Biography

Joseph Ptacek is a self-taught photographer living in Santa Fe, New Mexico.  He is a former nonprofit executive whose career path also included many years as a marketing agent for NFL players.  A journeyman photographer whose first visit to Japan in the 1970’s inspired a love of black & white film images, he spends a lot of time driving to locations in the Southwest and visiting other countries.  Recent countries visited include Uruguay, Japan, Spain and Mexico. He uses medium format film cameras; a Hasselblad 500 C/M and a Fujica GW 690. 

“We always see in color.  No wonder black and white analog photography is so seductive to me.  Black and white photography suggests rather than articulates a moment. Instead of capturing a moment exactly as we see it, it diminishes what we see, making our imagination work harder. 

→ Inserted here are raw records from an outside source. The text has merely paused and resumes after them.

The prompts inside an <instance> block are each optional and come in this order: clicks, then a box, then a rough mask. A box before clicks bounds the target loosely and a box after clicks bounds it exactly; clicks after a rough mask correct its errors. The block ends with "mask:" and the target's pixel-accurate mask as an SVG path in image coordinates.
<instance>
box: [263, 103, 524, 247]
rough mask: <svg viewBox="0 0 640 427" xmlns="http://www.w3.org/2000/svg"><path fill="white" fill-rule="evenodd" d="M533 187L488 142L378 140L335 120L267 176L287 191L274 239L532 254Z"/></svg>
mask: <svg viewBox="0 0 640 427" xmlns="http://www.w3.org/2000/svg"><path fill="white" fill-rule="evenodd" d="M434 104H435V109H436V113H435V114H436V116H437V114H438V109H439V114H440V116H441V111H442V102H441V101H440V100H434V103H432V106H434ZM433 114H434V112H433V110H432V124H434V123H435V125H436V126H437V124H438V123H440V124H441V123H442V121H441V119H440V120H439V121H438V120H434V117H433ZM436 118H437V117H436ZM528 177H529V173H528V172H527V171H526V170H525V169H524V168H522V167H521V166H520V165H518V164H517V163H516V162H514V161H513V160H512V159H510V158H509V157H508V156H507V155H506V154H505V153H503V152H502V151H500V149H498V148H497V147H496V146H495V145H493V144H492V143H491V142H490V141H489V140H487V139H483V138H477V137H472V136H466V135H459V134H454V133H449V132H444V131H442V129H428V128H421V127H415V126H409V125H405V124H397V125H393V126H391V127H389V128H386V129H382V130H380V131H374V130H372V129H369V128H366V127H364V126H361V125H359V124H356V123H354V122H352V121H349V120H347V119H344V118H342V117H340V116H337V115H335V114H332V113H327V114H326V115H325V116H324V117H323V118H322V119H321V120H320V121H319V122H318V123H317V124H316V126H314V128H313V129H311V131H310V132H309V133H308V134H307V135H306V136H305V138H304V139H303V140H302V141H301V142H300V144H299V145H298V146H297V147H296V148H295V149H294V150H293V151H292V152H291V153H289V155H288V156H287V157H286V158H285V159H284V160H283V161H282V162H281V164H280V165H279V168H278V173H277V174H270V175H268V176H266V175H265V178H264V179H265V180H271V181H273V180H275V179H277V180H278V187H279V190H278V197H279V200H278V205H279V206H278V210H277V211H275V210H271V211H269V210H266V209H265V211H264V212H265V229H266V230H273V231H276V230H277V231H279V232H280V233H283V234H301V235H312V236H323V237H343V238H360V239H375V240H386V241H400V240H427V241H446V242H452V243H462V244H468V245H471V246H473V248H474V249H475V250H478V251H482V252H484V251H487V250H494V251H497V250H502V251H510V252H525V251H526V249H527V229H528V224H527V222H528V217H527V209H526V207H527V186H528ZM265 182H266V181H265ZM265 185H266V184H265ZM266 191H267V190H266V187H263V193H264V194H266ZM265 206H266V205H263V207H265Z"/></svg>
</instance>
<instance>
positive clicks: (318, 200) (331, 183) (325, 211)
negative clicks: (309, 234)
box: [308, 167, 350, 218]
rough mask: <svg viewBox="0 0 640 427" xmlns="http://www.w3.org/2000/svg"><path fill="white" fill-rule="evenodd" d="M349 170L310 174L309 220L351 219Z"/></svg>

And it is an intimate art form. For me, it can evoke a sense of timelessness.  When I compose a black and white image, I often think about how that composition might have looked decades or even centuries earlier.   When I study old black and white photos, I always have the feeling of glimpsing moments in the past…like a voyeur imagining the daily lives of others now long gone.”

Exhibitions curated into:

  • The Viewpoint: Landscape and Architecture Exhibition at Black Box Gallery, for “Cedar Grove on the Nakasendo Trail” in 2019.

  • Nominee at the 15th Annual Black & White Spider Awards: Nominee in Architecture for “Blessed Adobe” in 2020.

  • Camera Work: Landscape and Architecture Exhibition at Black Box Gallery for “Death Valley Passage” in 2020.

  • Analog Forever's online group exhibition “Memories in Artifacts” for “Boots and Rifle” in 2020 and its group exhibition “I Used To Travel” for “Tsumago” in 2021.